Detective sketches suspects for Chicago area police

Wednesday, October 7, 2015
Detective prefers pencil to gun
Detective Tim McPhillips is the sketch artists Chicago police call when they need to put a face to a criminal.

CHICAGO (WLS) -- Detective Tim McPhillips is the sketch artist Chicago police call when they need to put a face to a criminal. McPhillips' work has been instrumental in helping solve some of Chicago's most vexing crimes.

"Would you say his eyes are deep set?" Det. McPhillips said as he works on a sketch. While he carries a gun, his weapon of choice is a pencil. He's one of only 33 certified forensic sketch artists in the country and the only full-time police artist in the Chicago-area.

"You think his hair is almost receding? This area is more profound?" he said.

McPhillips, who was trained by the FBI, was brought in on some of the city's biggest cases. Last month he had the grim of duty of looking over the dismembered body of a child whose body parts were found in the Garfield Park Lagoon. From his review of the remains and X-rays, McPhillips was able to create an image of what the child may have looked like.

"A lot of cases stick with you.
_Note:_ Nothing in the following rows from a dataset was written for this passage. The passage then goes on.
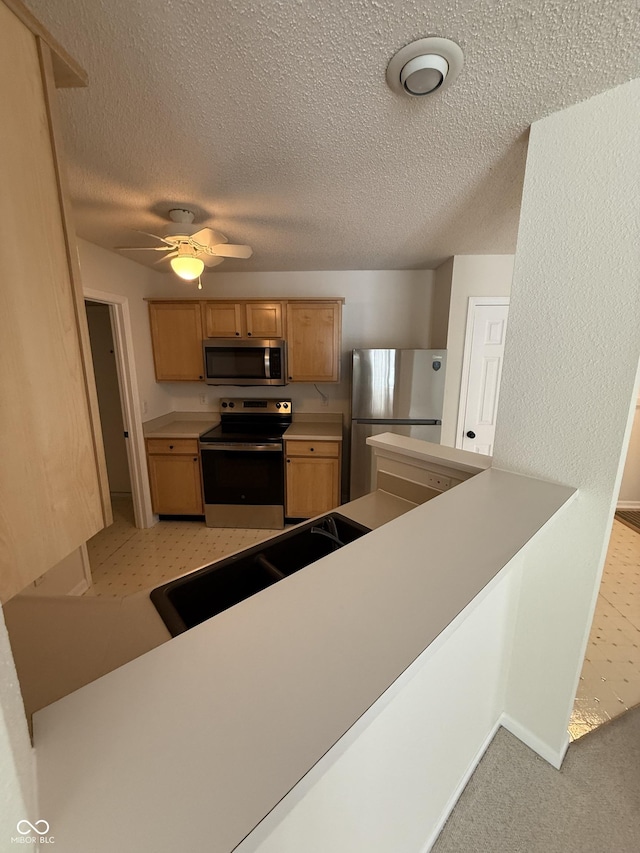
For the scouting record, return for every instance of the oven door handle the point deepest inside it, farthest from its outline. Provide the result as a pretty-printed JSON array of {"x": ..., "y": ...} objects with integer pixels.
[{"x": 237, "y": 446}]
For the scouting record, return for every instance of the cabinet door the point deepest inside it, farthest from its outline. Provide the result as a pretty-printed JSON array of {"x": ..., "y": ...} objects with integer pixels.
[
  {"x": 313, "y": 334},
  {"x": 175, "y": 484},
  {"x": 313, "y": 485},
  {"x": 264, "y": 319},
  {"x": 176, "y": 334},
  {"x": 223, "y": 320}
]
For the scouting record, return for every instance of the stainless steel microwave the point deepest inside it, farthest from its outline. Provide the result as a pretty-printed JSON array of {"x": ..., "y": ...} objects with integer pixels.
[{"x": 228, "y": 361}]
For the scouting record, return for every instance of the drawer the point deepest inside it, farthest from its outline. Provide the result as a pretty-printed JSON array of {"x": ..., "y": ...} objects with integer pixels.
[
  {"x": 312, "y": 448},
  {"x": 172, "y": 445}
]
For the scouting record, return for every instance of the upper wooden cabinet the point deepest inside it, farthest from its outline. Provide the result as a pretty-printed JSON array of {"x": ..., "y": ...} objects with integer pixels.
[
  {"x": 314, "y": 336},
  {"x": 243, "y": 319},
  {"x": 223, "y": 320},
  {"x": 54, "y": 489},
  {"x": 176, "y": 335},
  {"x": 311, "y": 327},
  {"x": 264, "y": 320}
]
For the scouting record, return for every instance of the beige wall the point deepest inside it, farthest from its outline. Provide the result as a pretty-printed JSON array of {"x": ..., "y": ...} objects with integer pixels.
[
  {"x": 456, "y": 281},
  {"x": 66, "y": 578}
]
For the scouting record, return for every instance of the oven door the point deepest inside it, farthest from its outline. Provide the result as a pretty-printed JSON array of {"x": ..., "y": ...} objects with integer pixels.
[{"x": 243, "y": 484}]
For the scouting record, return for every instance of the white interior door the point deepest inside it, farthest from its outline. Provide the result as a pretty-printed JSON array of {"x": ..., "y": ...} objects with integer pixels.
[{"x": 482, "y": 371}]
There are things you can't un-see. You just have to think there's a family member out there who wants to know where there loved one is," Det. McPhillips said.
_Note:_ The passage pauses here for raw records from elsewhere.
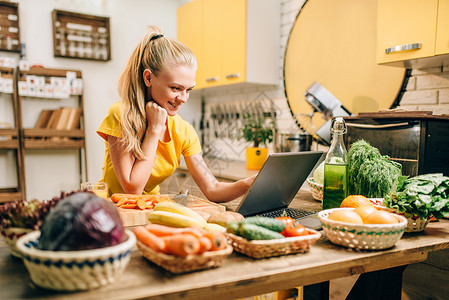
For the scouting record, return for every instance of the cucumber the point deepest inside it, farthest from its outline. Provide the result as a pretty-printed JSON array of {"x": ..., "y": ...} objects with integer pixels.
[
  {"x": 256, "y": 232},
  {"x": 269, "y": 223},
  {"x": 233, "y": 227}
]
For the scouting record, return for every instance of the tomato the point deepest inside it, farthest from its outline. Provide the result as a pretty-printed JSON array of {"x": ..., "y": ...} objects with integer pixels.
[
  {"x": 294, "y": 230},
  {"x": 286, "y": 220}
]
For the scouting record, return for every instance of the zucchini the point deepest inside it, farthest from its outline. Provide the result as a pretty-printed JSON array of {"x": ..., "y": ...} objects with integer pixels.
[
  {"x": 255, "y": 232},
  {"x": 269, "y": 223}
]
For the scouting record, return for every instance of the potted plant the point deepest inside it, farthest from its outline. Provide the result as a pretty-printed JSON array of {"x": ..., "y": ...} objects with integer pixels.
[{"x": 258, "y": 130}]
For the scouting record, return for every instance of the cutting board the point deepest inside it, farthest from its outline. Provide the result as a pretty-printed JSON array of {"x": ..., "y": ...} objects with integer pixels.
[{"x": 135, "y": 217}]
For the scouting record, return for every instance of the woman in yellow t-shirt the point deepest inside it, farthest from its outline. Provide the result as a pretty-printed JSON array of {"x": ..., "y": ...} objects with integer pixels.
[{"x": 144, "y": 136}]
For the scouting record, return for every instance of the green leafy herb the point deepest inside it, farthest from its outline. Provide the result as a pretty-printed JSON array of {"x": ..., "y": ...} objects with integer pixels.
[
  {"x": 371, "y": 174},
  {"x": 424, "y": 196}
]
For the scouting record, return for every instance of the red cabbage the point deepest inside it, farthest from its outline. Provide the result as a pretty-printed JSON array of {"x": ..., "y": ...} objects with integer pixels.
[{"x": 81, "y": 221}]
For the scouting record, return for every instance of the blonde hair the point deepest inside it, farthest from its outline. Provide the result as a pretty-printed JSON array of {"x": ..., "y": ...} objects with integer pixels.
[{"x": 153, "y": 52}]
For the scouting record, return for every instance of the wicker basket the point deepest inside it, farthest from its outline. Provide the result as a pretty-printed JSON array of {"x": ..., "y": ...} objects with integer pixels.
[
  {"x": 316, "y": 189},
  {"x": 277, "y": 247},
  {"x": 11, "y": 235},
  {"x": 176, "y": 264},
  {"x": 363, "y": 236},
  {"x": 74, "y": 270},
  {"x": 414, "y": 224}
]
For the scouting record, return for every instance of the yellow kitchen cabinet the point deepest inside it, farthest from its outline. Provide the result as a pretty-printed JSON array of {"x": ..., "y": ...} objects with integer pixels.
[
  {"x": 413, "y": 33},
  {"x": 235, "y": 41}
]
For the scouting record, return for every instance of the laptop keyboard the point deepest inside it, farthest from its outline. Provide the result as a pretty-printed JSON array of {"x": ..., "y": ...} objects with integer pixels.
[{"x": 293, "y": 213}]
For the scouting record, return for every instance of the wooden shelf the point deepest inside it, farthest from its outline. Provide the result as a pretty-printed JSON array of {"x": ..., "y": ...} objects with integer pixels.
[
  {"x": 53, "y": 139},
  {"x": 39, "y": 71},
  {"x": 56, "y": 145},
  {"x": 9, "y": 144}
]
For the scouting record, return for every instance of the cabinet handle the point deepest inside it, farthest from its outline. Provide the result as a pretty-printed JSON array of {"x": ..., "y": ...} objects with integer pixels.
[
  {"x": 235, "y": 75},
  {"x": 402, "y": 48}
]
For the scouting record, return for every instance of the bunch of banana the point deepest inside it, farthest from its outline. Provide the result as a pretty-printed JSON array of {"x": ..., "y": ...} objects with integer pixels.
[{"x": 176, "y": 215}]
Another case, the murders of five women at a Lane Bryant store in Tinley Park, led him to turn his office doodles into police work. McPhillips worked up a sketch of the suspect. In another case, McPhillips drew up a sketch of a man seen in the suburban neighborhood where a girl was murdered in her home.

"A Willow Springs officer, after his weekend off, came back and saw the sketch and said, 'I stopped that guy at the 7-11,'" Det. McPhillips said. "That broke the case open."
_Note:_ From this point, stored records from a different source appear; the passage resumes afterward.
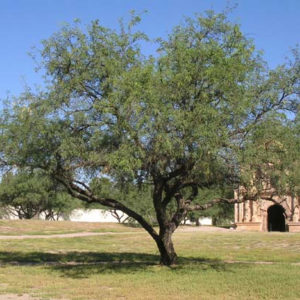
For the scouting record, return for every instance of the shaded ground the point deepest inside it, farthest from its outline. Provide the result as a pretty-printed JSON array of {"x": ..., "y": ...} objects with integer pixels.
[{"x": 132, "y": 231}]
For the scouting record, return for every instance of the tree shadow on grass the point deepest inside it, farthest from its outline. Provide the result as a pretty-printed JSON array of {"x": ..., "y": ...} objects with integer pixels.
[{"x": 84, "y": 264}]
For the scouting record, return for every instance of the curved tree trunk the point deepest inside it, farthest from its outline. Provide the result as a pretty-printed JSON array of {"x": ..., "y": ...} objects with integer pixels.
[{"x": 165, "y": 245}]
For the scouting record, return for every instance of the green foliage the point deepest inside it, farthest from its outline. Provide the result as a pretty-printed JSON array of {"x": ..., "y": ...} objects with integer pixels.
[
  {"x": 195, "y": 116},
  {"x": 138, "y": 198}
]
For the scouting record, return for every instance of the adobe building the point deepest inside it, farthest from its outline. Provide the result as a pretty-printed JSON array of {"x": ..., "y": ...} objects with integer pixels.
[{"x": 281, "y": 214}]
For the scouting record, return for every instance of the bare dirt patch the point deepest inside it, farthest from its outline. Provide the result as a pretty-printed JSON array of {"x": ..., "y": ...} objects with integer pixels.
[{"x": 16, "y": 297}]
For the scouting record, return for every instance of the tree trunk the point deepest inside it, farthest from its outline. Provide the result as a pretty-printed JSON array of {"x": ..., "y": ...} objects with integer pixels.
[{"x": 165, "y": 245}]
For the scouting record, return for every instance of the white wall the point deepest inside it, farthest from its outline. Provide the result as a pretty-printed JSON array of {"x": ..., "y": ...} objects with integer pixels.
[{"x": 91, "y": 215}]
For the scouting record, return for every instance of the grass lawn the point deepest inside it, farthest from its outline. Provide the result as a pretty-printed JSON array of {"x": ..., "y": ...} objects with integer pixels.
[
  {"x": 212, "y": 265},
  {"x": 37, "y": 227}
]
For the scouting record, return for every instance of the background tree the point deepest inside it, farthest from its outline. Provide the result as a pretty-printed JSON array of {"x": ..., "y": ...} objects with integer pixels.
[
  {"x": 184, "y": 120},
  {"x": 28, "y": 194}
]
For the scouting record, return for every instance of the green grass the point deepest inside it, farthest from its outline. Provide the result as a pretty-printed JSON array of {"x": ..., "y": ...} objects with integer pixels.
[
  {"x": 212, "y": 265},
  {"x": 39, "y": 227}
]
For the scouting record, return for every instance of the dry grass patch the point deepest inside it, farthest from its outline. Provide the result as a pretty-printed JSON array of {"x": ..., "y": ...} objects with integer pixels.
[
  {"x": 37, "y": 227},
  {"x": 212, "y": 265}
]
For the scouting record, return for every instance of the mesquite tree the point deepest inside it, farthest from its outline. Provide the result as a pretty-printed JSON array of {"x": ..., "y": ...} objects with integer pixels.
[{"x": 184, "y": 119}]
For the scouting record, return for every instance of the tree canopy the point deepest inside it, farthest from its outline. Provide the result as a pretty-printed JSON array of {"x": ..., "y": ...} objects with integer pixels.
[{"x": 205, "y": 112}]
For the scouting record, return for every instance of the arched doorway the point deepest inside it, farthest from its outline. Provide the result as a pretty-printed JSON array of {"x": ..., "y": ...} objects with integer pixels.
[{"x": 276, "y": 218}]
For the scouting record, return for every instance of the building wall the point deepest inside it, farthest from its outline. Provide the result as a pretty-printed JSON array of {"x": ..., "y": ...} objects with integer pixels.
[{"x": 253, "y": 215}]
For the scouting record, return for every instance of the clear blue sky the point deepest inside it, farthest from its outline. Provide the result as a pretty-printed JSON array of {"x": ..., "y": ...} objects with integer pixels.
[{"x": 273, "y": 24}]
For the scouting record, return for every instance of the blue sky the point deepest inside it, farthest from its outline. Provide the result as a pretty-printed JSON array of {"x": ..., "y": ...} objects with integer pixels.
[{"x": 273, "y": 24}]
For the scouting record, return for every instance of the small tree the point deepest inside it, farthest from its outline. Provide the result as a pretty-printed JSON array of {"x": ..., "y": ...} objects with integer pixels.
[
  {"x": 184, "y": 120},
  {"x": 29, "y": 194}
]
Extracting details from traumatized victims is an art in itself.

"When they come here and I talk to them, next thing I know I'm getting details they didn't even think they knew. A scar like this, a crazy looking eyebrow, a droopy eye," he said.

Images like those that can put a face on a criminal.

"This is my niche. This is what I know. And it helps bring some guys in for an interview," he said.